Poland 6: Podlasie


Bialowieza protected primal forest


Podlasie is one of Poland’s 16 provinces, set in the north east and mainly bordering Belarus.
Podlasie literally means ‘the land close to the forest’ - which is apt because for the next three days most of the photos are green forest!

Thurs 3 May
We stayed last night in a slightly odd hostel/hotel in Hajnowka snappily called “Zajazd Wrota Lasu”; no idea what it means - but it was the closest place we could find to Bialowieza National Park.  Early start proved the right decision as we reached the park office just after it opened and managed to bag an English speaking guide - which you have to have in order to enter the strictly protected area of this  150,000 hectare primeval woodland.

Johanna was a very knowledgeable guide - and spoke excellent English. She gave us a very detailed 4-hour tour. History favoured Bialowieza, mainly thanks to royal hunting, resulting in woodland that has been undisturbed for hundreds of years, mainly because Polish royalty and then Russian tsars hunted here. There are even wild bison, reintroduced back in 1929.  
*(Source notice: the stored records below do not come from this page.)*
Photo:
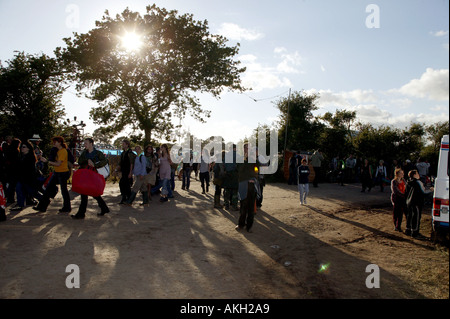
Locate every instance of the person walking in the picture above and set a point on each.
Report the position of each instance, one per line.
(152, 168)
(60, 176)
(247, 177)
(93, 158)
(165, 163)
(316, 162)
(219, 176)
(126, 168)
(139, 172)
(381, 175)
(187, 170)
(415, 198)
(366, 176)
(303, 181)
(204, 171)
(230, 181)
(27, 178)
(293, 164)
(398, 187)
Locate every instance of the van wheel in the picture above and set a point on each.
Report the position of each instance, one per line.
(435, 233)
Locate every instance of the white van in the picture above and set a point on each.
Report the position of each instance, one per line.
(440, 196)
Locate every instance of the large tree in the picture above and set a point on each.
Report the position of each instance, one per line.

Probably the oldest elm tree...


With Johanna’s expert help - we also spotted a few birds


Collared fly-catcher

Wood warbler

Red breasted fly-catcher


And wonderful fungi, moss, ancient fallen oaks etc. It really is the most stunning forest, almost totally untouched by man.

Ancient oak tree








After a welcome picnic lunch - we walked through another section of less protected woodland, seeing just four people in 3 hours. Jess made a brilliant spot of a great spotted woodpecker





Fri 4
We headed north for the morning, to Wigry National Park, bought map and tickets and went wandering alongside wonderful lakes on well marked tracks for a couple of hours.

Orthodox church in Narew, on the road to Wigry



Wigry church 


Stork


Sat 5
Having had a very comfy night in a soulless but friendly 3* business hotel by a little conference centre outside Suwalki (bit of a Booking.com error by me!), we had the de-rigeur big breakfast, grabbed picnic lunch at a Delikatasy and drove north to Suwalki Park. We opted to walk around Lake Hancza - Poland’s deepest lake (103m) - and it transpires, a popular sub-aqua site!!

Lake Hanzca




Lunch spot by lake down to the left 







A beautiful walk: 16km in 4.5 hours.  Then we drove east to the Great Masurian Lakes and had supper in the “yachtie” town of Mikolajki.